Moores Family funds Public Watchdogs with $300,000.00 to stop Nuclear Waste Dump
Supports legal action to protect and preserve Southern California’s coastline.
For Immediate Release
DATELINE: SAN DIEGO CALIFORNIA, Wednesday, October 17, 2018
Today the Jennifer Moores Family and Change for Justice announced that it has funded $300,000.00 to Public Watchdogs in support of the nonprofit’s work to remove a newly-constructed nuclear waste dump from San Onofre State Beach Park, the birthplace of North American surfing. The funds will be used to draw attention to the alleged financial fraud and criminal activity has occurred in the publicly-funded multi-billion dollar bailout of the failed San Onofre Nuclear Generating Station (SONGS).
According to Jennifer Moores, “I am holding Edison responsible for cleaning up the mess that it generated. It’s a shame that the public cannot trust Edison, but their stockholders sure can.”
The USA’s largest privately-owned nuclear waste dump
Once the project is completed, San Onofre will be the largest privately operated nuclear waste dump in the USA. The radioactive waste, deadly to all life for 250,000 years, is being stored in thin-walled steel containers that are only guaranteed to last 25 years.

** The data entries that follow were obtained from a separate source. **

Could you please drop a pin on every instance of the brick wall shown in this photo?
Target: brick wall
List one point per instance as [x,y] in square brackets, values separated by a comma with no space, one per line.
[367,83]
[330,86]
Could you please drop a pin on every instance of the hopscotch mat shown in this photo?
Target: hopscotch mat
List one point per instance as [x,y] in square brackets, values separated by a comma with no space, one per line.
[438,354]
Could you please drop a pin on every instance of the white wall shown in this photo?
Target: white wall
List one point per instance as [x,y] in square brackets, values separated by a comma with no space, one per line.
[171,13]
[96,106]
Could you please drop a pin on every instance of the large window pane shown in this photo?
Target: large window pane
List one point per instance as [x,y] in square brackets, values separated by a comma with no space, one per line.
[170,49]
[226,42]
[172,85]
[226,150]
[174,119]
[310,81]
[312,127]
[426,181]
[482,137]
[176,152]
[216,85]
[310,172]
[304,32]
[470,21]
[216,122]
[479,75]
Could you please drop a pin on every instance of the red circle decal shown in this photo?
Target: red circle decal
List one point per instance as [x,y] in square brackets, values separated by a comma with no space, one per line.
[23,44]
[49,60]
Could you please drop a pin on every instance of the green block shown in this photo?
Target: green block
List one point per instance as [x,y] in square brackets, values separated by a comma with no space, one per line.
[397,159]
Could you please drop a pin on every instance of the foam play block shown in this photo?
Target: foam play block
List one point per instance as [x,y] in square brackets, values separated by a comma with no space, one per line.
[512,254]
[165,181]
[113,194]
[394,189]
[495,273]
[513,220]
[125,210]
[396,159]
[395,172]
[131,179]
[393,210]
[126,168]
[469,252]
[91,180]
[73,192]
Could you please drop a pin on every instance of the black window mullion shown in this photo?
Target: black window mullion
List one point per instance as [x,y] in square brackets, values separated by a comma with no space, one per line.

On January 31st, 2018, Southern California Edison began moving the first of its 73 giant nuclear trash cans into concrete silos located 108 feet from the sparkling surf and sugar sand beaches of San Onofre State Beach Park. Each of the steel-lined concrete silos are only guaranteed to last up to ten years, while containing the same amount of deadly Cesium-137 that was released during the entire Chernobyl disaster. The silos are located near earthquake faults in a tsunami inundation zone.
“I want to put to death the lie that nuclear energy is ‘green’,” says Moores.